Phillip rose above the water and came down on the Serpopards. I thought he was going to make it and the Serpopards weren't but I guess I was wrong. The Serpopards came back up, I clicked my bracelet and it formed into a bow and a quiver full of arrows, I shot one arrow distracting the two beasts away from the boy and girl.
"Who are you?" The boy yelled.
"Not the time!" I yelled back. I swung the bow across my chest and pulled out my sword and swung at the monster. I usually didn't go for killing animals, but this was a monster trying to kill us. I dodged quickly there long necks tangling themselves with one another.
"I order you to protect us!" I heard. The cat suddenly turned into a goddess and she helped me finish off the Serpopards.
"M-Muffin? Who are you, and why are you my cat?" The girl asked.
"Carter, Sadie, we should leave. Worse will be coming," she said.
Carter made a choking sound. "Worse? Who—how—what—"
"All in good time." The woman stretched her arms above her head with great satisfaction. "So good to be in human form again! Now, Sadie, can you open us a door through the Duat, please?"
"Um… no. I mean—I don't know how."
"How about you Katya?" She asked clearly disappointed.
"Nope, just a Nature Magician," I replied shrugging. I knew what this was about. Julius Kane let loose Set. Now he is either dead or in a sarcophagus. His children hosted gods. Horus, and Iris.
"Shame. We'll need more power, then. An obelisk."
"But that's in London," Sadie protested. "We can't—"
"There's a nearer one in Central Park. I try to avoid Manhattan, but this is an emergency. We'll just pop over and open a portal."
"Portal to where?" She demanded. "Who are you, and why are you my cat?"
The woman smiled. "For now we just want a portal out of danger. As for my name, it is not Muffin, thank you very much. It's—"

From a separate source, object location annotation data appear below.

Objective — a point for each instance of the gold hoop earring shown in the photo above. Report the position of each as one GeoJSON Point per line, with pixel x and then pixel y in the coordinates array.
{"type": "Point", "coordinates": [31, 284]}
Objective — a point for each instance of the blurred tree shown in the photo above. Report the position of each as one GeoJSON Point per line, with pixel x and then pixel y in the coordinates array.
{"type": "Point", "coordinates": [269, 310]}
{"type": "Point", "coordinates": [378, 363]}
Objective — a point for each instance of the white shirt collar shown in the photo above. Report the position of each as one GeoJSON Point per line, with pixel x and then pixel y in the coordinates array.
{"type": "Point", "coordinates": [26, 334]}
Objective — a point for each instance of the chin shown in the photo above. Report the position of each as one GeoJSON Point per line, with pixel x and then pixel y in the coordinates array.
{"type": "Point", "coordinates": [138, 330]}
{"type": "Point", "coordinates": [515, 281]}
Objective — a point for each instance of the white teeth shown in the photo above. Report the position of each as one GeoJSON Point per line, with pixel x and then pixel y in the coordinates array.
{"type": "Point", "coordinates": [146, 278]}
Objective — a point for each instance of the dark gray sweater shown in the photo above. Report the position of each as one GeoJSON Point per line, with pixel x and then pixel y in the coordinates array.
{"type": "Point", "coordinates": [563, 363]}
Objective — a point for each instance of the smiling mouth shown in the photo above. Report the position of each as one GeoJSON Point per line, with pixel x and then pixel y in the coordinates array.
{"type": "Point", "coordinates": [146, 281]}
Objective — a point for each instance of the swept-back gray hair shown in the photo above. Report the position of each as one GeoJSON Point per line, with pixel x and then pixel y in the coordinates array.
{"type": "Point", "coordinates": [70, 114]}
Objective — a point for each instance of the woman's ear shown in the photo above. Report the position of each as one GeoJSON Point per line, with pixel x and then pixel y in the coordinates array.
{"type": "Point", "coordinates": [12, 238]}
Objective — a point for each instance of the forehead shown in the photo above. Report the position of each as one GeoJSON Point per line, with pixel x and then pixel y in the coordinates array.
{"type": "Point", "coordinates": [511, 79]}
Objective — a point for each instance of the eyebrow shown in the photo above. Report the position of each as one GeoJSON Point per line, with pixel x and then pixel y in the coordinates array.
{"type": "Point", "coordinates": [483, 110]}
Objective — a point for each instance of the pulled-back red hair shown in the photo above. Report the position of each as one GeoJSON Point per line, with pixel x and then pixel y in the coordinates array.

"Bast," Carter interrupted. "Your pendant—it's the symbol of Bast, goddess of cats. I thought it was just decoration but… that's you, isn't it?"
"Very good, Carter," Bast said. "Now come, while we can still make it out of here alive."
Carter
So, yeah. Our cat was a goddess.
What else is new?
Bast didn't give us much time to talk about it. Or the very scary girl with emerald eyes that helped defeat the Serpopards. She ordered me to the library to grab my dad's magic kit, and when I came back she was arguing with Sadie about Khufu and Phillip.
"We have to search for them!" She insisted.
"They'll be fine," said Bast. "However, we will not be, unless we leave now."
"The house was sabotaged. We need to get out of here. And Bast is right they will be fine," Katya said. Bast grabbed our arms and led us out the front door. She'd sheathed her knives, but she still had some sharp claws for fingernails that hurt as they dug into my skin. Katya followed behind us.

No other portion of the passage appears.